The challenge to maintain cohesion between agents arises because information about the desired response (such as the desired orientation or speed of the agents) might be available to only a few agents in a decentralized framework. The desired-response information needs to be propagated through the network to other agents, which results in response-time delays between agents that are "close to" the information source and those that are "farther away."

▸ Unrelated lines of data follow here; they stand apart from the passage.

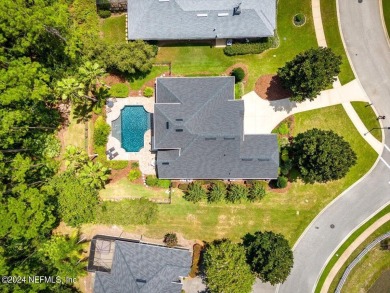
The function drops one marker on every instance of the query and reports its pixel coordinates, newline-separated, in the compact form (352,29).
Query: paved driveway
(370,53)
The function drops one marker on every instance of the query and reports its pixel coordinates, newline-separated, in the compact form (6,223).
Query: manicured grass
(277,211)
(386,13)
(136,82)
(365,273)
(202,60)
(346,244)
(114,29)
(333,38)
(124,188)
(369,118)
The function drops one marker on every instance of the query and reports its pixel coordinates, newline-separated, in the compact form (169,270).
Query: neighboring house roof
(144,268)
(199,133)
(200,19)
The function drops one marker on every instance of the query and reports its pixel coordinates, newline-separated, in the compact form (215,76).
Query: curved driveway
(370,54)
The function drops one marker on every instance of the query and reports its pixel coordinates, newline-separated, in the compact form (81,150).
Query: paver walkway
(347,253)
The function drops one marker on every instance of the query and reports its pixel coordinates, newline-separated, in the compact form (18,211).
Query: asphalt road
(370,54)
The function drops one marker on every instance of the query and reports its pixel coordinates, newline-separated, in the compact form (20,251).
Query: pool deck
(145,157)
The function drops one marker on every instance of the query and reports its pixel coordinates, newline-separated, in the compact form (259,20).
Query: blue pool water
(134,123)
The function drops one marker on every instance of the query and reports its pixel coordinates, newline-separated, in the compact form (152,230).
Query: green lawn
(277,211)
(333,38)
(365,273)
(369,118)
(114,29)
(124,188)
(345,245)
(386,13)
(202,60)
(136,83)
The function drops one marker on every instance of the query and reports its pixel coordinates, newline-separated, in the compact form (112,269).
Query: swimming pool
(134,122)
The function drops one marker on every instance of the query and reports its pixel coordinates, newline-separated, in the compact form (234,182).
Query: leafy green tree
(217,192)
(64,253)
(77,201)
(226,269)
(256,191)
(309,73)
(236,193)
(269,256)
(195,192)
(94,175)
(322,155)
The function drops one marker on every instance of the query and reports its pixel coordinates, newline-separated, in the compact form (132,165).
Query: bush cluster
(238,73)
(170,239)
(218,191)
(119,90)
(148,92)
(104,13)
(134,174)
(155,182)
(101,132)
(249,48)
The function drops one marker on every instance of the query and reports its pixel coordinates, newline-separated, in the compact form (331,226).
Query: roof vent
(237,9)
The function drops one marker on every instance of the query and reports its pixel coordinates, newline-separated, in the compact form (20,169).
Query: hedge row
(249,48)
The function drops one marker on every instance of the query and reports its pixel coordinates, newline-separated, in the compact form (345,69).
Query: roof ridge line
(212,99)
(181,102)
(135,280)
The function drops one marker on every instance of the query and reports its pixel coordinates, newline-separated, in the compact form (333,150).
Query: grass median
(333,38)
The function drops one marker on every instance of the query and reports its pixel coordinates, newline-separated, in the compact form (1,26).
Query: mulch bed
(243,66)
(269,87)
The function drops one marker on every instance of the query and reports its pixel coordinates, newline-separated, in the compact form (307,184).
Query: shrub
(104,13)
(197,250)
(217,192)
(135,165)
(183,186)
(195,192)
(256,191)
(249,48)
(134,174)
(281,182)
(155,182)
(101,132)
(119,90)
(238,73)
(148,92)
(127,212)
(236,193)
(299,19)
(170,239)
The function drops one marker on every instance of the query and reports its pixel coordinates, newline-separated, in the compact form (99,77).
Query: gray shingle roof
(144,268)
(179,19)
(210,143)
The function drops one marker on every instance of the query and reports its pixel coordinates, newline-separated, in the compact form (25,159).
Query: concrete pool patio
(145,157)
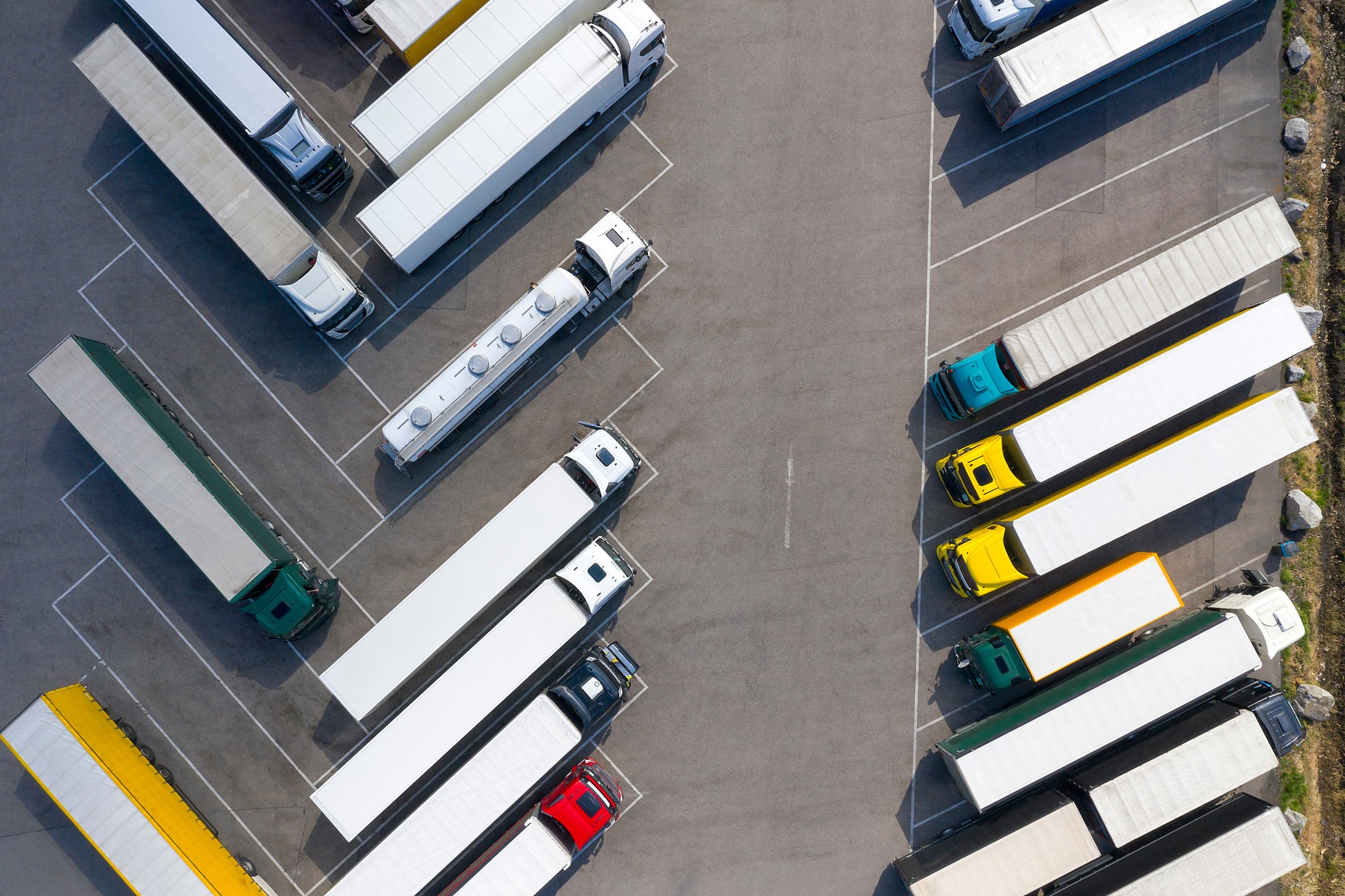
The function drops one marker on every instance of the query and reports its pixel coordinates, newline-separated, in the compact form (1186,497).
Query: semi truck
(982,25)
(1094,45)
(1231,849)
(1125,406)
(500,777)
(514,541)
(1067,723)
(605,258)
(128,809)
(473,689)
(577,80)
(412,29)
(461,74)
(1176,770)
(244,93)
(1133,493)
(1109,314)
(1055,832)
(568,821)
(161,463)
(1069,625)
(265,230)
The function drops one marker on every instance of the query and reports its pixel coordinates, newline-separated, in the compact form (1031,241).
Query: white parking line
(519,204)
(487,427)
(1091,103)
(924,417)
(1104,183)
(944,812)
(973,519)
(182,637)
(954,711)
(1094,276)
(202,777)
(233,351)
(209,438)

The talk will start with a centralized approach where all agents have access to the time varying goal and the use of inversion theory to enable precision tracking for nonlinear heterogeneous agents resulting in an ideal cohesive network. Then, we develop a decentralized implementation of this ideal centralized approach using a delayed self-reinforcement (DSR) approach, where each individual agent augments its neighbor-based information update using its previously available updates, to improve cohesiveness of the network response during transitions. The advantages of the proposed DSR approach are that it only requires already-available information from a given network to improve the cohesion and does not require network-connectivity modifications (which might not be always feasible) nor increases in the system's overall response speed (which can require larger input). Results are presented that show substantial improvement in cohesion with DSR.
Biography: Santosh Devasia received the B.Tech. (Hons) from the Indian Institute of Technology, Kharagpur, India, in 1988, and the M.S. and Ph.D. degrees in Mechanical Engineering (ME) from the University of California at Santa Barbara in 1990 and 1993 respectively. He is the Minoru Taya Endowed Chair from 2018-2024 at UW, Seattle. He joined the faculty of the UW Mechanical Engineering (ME) Department in 2000 after teaching from 1994 to 2000 in the ME Department at the University of Utah, Salt Lake City. He is a fellow of ASME and IEEE. His current research interests include control of multi-agent systems and precision human-machine systems.
Additional details of current efforts can be found here.
Tanni Sisco
Technical Fellow
The Boeing Company
Keynote Title: Innovative and Flexible Automated Factories
Abstract: Strategic approach to drive quality, safety, efficiency, improve user experience and deliver value to the industry through innovative applications and design space expansion of advanced automation and sustainable and repeatable processes is a must.
Flexible collaborative human / machine automation is the key to many future high rate factories where parallel work can take place safely with the highest structural integrity, using advanced automated processes and inspection technologies.
Additionally, as future airplanes are getting smaller, lighter, and better fuel efficient, more Design For Manufacturing (DFM) along with advanced portable or automated tools, One Sided Fasteners, and simplified efficient full OUA processes are needed to minimize confined space work and enable smaller wing box design for hybrid composite/metal airplanes.
Innovation and new quality business models are the essential approach for flexible future manufacturing accelerating rate and cycle time safely.